A new monoclonal antibody drug, enoblituzumab, is safe in men with aggressive prostate cancer and may induce clinical activity against cancer throughout the body, according to a phase II study led by investigators at the Johns Hopkins Kimmel Cancer Center and its Bloomberg-Kimmel Institute for Cancer Immunotherapy. If confirmed in additional studies, enoblituzumab could become the first promising antibody-based immunotherapy agent against prostate cancer.

In a clinical trial, 32 men with high-risk or very high–risk prostate cancers were treated with six weekly infusions of enoblituzumab prior to surgery and were followed for an average of 30 months. Twenty-one patients, or 66%, had an undetectable prostate-specific antigen (PSA) level 12 months following surgery, suggesting that there was no sign of residual disease. Additionally, the drug was well-tolerated overall; no patients had any surgical delays or medical complications during or after the operation. The work was published in Nature Medicine.

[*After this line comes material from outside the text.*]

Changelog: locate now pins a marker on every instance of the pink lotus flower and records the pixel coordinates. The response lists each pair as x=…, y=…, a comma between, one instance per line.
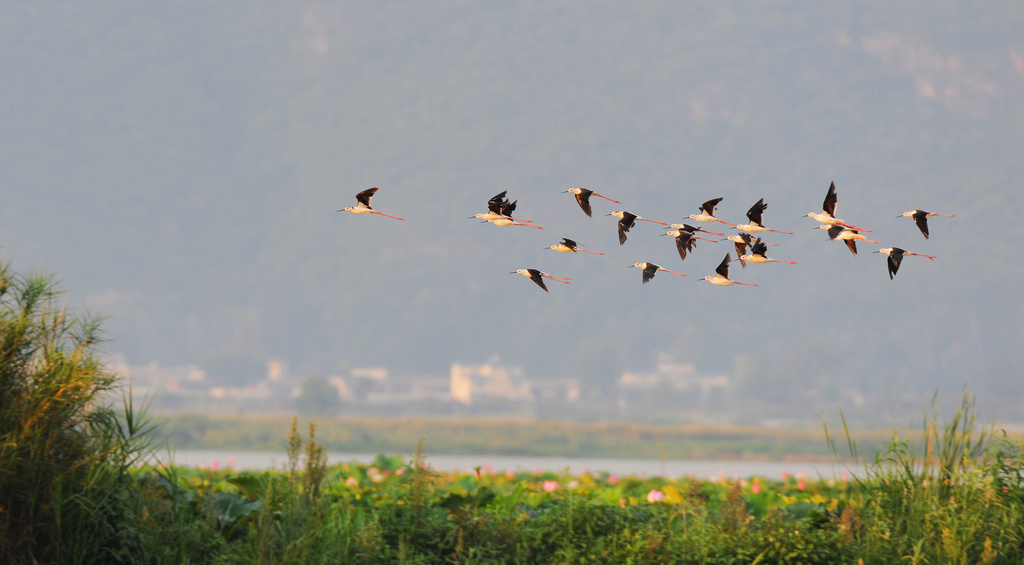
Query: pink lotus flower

If enoblituzumab continues to perform well in further larger, randomized studies, it could represent a new pathway for immunotherapy against multiple cancers and be the first one that may have a role for prostate cancer, said lead study author and cancer immunology researcher Eugene Shenderov, MD, PhD, assistant professor of oncology at the Johns Hopkins University School of Medicine. Other existing antibody-based immunotherapy drugs have targeted immune checkpoints, such as CTLA-4, PD-1, and LAG-3. Cancer cells hijack these checkpoints, turning off the immune response. “Drugs that block these checkpoints have had success in other types of cancers, including lung cancer and melanoma, but not in prostate cancer,” said Dr. Shenderov.

Enoblituzumab works by binding to a protein called B7-H3 that is overexpressed on prostate cancer cells and is believed to impede the immune system’s ability to attack the cancer cells. The new therapy could block B7-H3’s inhibition of the immune system’s recognition and elimination of cancer cells, Dr. Shenderov said, adding that the drug might trigger a process called antibody-dependent cellular cytotoxicity, which leads to tumor cell destruction by activating additional immune cells, such as macrophages and natural killer cells.

“Enoblituzumab appears safe and seems to activate the immune system in a way that involves both T cells and myeloid cells,” he explained. “What this means is if these results can be replicated in a larger, randomized study, it opens the possibility that combining this therapy with local, curative-intent therapies like surgical prostate removal or radiation therapy would allow this drug to potentially kill micrometastatic disease hiding elsewhere in the body, and therefore prevent a significant number of men from experiencing recurring disease. That could be a paradigm shift in prostate cancer.”